Auslöser des Städtekrieges war ein Pakt zwischen dem Schwäbischen Städtebund und dem Salzburger Erzbistum von 1387, der die bayerischen Herzöge herausforderte. Herzog Friedrich von Bayern setzte daraufhin den Salzburger Erzbischof Pilgrim fest und forderte für seine Freilassung die Auflösung des Vertrags mit dem Schwäbischen Städtebund.

Am 8. Januar 1388 erklärte König Wenzel von Böhmen (1373-1419) den Reichskrieg gegen Bayern, den der Städtebund seinerseits schon am 15. Dezember 1387 in Ulm gegen Bayern beschlossen hatte. Die Initiative durch Pfalzgraf Rupprecht, den drohenden Krieg abzuwenden (Schiedsgericht in Neumarkt) endete am 15. März 1388 mit einem Vergleich, der in weiten Teilen den Forderungen der Städte entsprach. Die Interessen des Erzbistums Salzburg wurden zum Vergleich auf den 12. April 1388 in Heidelberg vertagt, da der Bischof dem Schiedsgericht ferngeblieben war. Die Streitigkeiten konnten in Neumarkt nicht endgültig geklärt werden. Die Städte waren den Bestimmungen des Vergleichs nachgekommen, seitens des bayrischen Adels kam es jedoch weiterhin zu Übergriffen auf die Städte.

Unter dieser negativen Vorgabe trafen sich die Verhandlungsparteien in Heidelberg, um weitere Klärungen herbeizuführen. Den Städtebund vetrat nun eine eigene Delegation, darunter Fraktionen von besonders stark geschädigten Städten - z.B. auch eine Abordnung aus Nürnberg. Die vorzeitige Abreise der Städtebundvertreter aus Heidelberg verhinderte auch diesmal einen endgültigen Rechtsspruch; die Städtebundvertreter forderten zuerst die Erfüllung des Neumarkter Vergleichs, Pfalzgraf Ruprecht hingegen einen neuen Rechtsspruch, dessen vorteilhafter Inhalt den Städtebundvertretern jedoch nicht bekannt war, und den sie in Folge ablehnten.

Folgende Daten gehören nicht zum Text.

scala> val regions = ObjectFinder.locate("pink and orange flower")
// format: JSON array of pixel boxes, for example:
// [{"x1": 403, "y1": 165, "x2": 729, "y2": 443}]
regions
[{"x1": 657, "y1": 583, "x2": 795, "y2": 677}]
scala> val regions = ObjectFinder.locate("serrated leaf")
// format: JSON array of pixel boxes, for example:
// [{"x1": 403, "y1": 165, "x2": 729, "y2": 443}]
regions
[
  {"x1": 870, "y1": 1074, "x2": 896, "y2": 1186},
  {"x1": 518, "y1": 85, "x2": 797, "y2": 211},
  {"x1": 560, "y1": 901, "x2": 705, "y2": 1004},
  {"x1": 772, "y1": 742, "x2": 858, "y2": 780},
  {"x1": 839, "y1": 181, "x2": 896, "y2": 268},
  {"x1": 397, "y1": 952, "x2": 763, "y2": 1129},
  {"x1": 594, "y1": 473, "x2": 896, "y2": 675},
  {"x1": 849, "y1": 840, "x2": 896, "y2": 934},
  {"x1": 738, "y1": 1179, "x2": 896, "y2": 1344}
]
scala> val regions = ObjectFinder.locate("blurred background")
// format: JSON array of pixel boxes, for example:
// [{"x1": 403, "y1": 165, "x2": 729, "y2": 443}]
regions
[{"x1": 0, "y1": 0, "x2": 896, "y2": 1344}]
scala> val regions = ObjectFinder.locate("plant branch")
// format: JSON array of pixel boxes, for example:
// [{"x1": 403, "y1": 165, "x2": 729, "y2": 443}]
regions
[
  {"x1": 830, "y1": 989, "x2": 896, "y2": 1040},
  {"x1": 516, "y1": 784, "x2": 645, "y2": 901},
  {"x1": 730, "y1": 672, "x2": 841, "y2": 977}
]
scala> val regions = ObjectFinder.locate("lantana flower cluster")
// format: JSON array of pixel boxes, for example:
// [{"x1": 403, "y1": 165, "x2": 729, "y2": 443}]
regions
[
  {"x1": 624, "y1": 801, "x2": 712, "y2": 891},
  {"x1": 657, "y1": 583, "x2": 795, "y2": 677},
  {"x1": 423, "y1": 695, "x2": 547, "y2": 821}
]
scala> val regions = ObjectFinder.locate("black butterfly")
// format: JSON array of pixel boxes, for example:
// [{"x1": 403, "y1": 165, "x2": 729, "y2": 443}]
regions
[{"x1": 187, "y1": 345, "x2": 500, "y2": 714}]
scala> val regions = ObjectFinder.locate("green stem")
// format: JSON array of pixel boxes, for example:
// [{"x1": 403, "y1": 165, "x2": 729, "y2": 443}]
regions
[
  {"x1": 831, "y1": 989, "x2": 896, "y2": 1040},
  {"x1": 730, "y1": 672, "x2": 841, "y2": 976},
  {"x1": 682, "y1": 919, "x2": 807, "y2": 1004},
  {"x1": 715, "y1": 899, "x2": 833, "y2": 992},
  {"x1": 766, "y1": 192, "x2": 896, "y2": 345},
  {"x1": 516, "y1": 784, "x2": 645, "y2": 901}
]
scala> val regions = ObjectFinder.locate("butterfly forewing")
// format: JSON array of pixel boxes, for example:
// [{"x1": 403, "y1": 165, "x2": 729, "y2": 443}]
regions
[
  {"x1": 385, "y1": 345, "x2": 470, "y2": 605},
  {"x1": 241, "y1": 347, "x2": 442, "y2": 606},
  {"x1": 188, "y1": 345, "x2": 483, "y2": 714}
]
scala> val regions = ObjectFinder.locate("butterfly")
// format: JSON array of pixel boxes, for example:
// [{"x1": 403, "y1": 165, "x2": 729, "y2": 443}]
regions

Brüskiert durch die Haltung der Städtebundvertreter traten viele Adlige und auch Rupprecht an der Seite der bayrischen Fürsten in den Krieg gegen die Städte ein. Damit drohte der Kriegsausbruch in Franken. Der Nürnberger Rat versuchte zwar den Konflikt auf diplomatischem Weg zu regeln, ordnete aber dennoch die Mobilmachung der Bevölkerung an und begann mit dem Anwerben von Söldnern.

Während der Kriegshandlungen im fränkischen Umland versuchte der Nürnberger Rat auf diplomatischem Wege eine friedliche Lösung zu finden. Es kam zu einigen erfolglosen Verhandlungen, bevor der am 5. Mai 1389 in Eger erreichte Landfrieden den Städtekrieg beendete. Der Friedenschluss war eine Niederlage für den Schwäbischen Städtebund, den Städten wurde der geforderte Schadenersatz verweigert. Hauptziel des Landfriedens war es, den Einfluss des Städtebundes auf die Entwicklung der Reichsordnung zu brechen.

Literatur


  • Adalbert Erler: Ingelheimer Prozesse nach dem Städtekrieg von 1388. Historischer Verein Ingelheim, Ingelheim 1981 (Beiträge zur Ingelheimer Geschichte, 32).
  • Alexander Schubert: Der Stadt Nutz oder Notdurft? Die Reichsstadt Nürnberg und der Städtekrieg von 1388/89. Matthiesen, Husum 2003, ISBN 3-7868-1476-7 (zugleich Diss., Bamberg 2001/2002, Rezension bei H-Soz-u-Kult).